I didn't change the actual test other than removing the ready.then block that wasn't necessary anymore.
the new results are this:

wasm#short x 229,630 ops/sec ±0.47% (85 runs sampled)
wasm#long x 114,446 ops/sec ±0.49% (89 runs sampled)
js#short x 275,967 ops/sec ±0.70% (90 runs sampled)
js#long x 20,944 ops/sec ±0.63% (89 runs sampled)
neon#short x 691,628 ops/sec ±0.35% (94 runs sampled)
neon#long x 188,252 ops/sec ±0.39% (91 runs sampled)

while this is definitely a major improvement, npm is spitting out a lot of complaints prior to starting the tests about unhandled promise rejections, and I want to make sure this isn't effecting the actual runtime, plus I want to make sure that there is nothing in my wasm rewrite that would cause issues if someone actually tried to use the implementation as is. While I doubt anyone will, I'm doing this to try to figure out the both the fastest and the least complicated way of getting both languages to interact(the two may or may not be mutually exclusive), and unintended problems at runtime definitely qualifies as complicated.

There a few problems:

  • JavaScript uses UTF-16 strings, Rust uses UTF-8. So passing a string from one side to the other involves conversion.
  • Rust running in WASM cannot access data that JS uses. All data needs to be copied into WASM memory first.

To improve things:

  • take &Uint8Array as input and get the data via to_vec()
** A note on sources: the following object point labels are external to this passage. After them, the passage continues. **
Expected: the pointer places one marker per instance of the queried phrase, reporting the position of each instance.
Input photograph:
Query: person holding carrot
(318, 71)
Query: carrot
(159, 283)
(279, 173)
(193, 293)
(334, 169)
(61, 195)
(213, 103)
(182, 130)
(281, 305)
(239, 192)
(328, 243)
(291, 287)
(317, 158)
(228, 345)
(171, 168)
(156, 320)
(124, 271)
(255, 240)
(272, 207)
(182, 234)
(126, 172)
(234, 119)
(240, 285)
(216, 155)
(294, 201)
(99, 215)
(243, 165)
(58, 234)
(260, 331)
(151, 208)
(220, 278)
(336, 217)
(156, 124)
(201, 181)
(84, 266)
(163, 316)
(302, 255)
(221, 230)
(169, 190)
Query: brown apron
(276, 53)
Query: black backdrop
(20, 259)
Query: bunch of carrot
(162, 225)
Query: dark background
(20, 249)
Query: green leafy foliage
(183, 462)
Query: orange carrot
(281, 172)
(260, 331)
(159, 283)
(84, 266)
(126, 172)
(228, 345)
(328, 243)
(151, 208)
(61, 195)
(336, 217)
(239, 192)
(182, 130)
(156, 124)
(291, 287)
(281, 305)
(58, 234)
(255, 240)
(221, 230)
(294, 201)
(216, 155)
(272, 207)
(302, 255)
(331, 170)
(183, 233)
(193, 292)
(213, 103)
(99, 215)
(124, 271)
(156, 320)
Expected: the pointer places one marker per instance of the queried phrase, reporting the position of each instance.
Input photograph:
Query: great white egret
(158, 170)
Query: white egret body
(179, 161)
sorry about not getting back to this sooner I was basically out of commission yesterday.
I rewrote as

#[wasm_bindgen]
pub fn digest(input: &js_sys::Uint8Array) -> Option<String> {
    let string = input.to_vec();

    let mut m = Sha1::new();
    m.update(&string);
    let dgst = m.digest().to_string();

    Some(dgst)
}

that actually made short op slower by approximately 50,000 ops/sec and long op dropped all the way to 10,436 ops/sec

I also tried skipping the variable declaration, and doing the conversion inside the function call itself, and that further slowed down the code.

Is it possible that the conversion is happening implicitly via some code in wasm-bindgen and is fairly optimized? I'm mainly trying to understand why explicitly converting actually slowed down the code.
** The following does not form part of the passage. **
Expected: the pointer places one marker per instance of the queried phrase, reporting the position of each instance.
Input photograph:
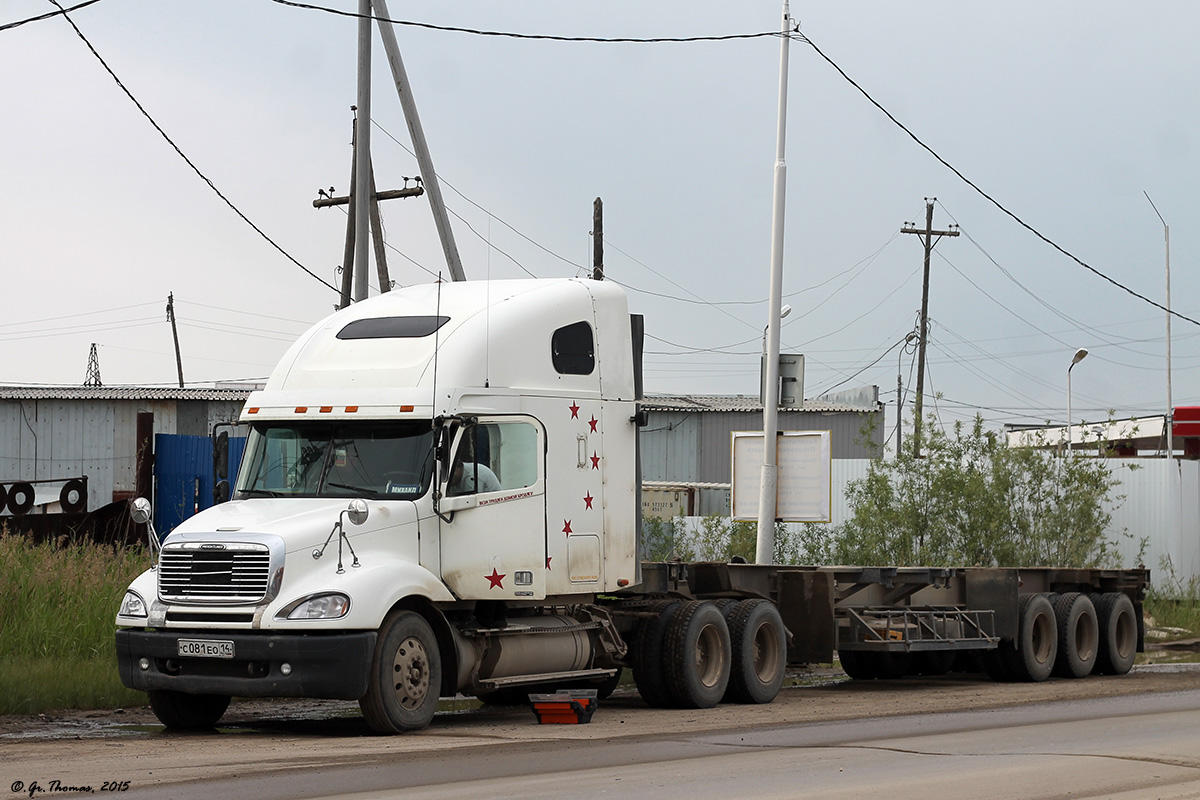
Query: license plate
(205, 648)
Do you have to create the Uint8Array first?
I was assuming your input was already available with that type.

You could also try &[u8] as input, that should not be slower than &str.

I changed the input to &[u8] and removed the intermediary conversion, passing the borrowed u8 vector(slice?) to the sha1 instance. with similar results(actually slightly slower by 10,000)

though I also just change back to &str, removed the variable declaration and passed it to sha1 using &value.as_bytes() with similar results to before (around 224k for short).

interestingly enough (at least to me, whose still figuring out a lot about the language) removing the second borrow operator(value.as_bytes()) caused a 4k increase to short ops/sec but a 4k drop in long ops/sec

A 4k in 224k is 2%. Might just be noise.

Passing Vec and &[u8] still involves copying data around.

Since I have no clue as to what is going on, I would just file it under "funky benchmark"…

The WASM version can't win against the JIT compiled JS version due to the unavoidable copy.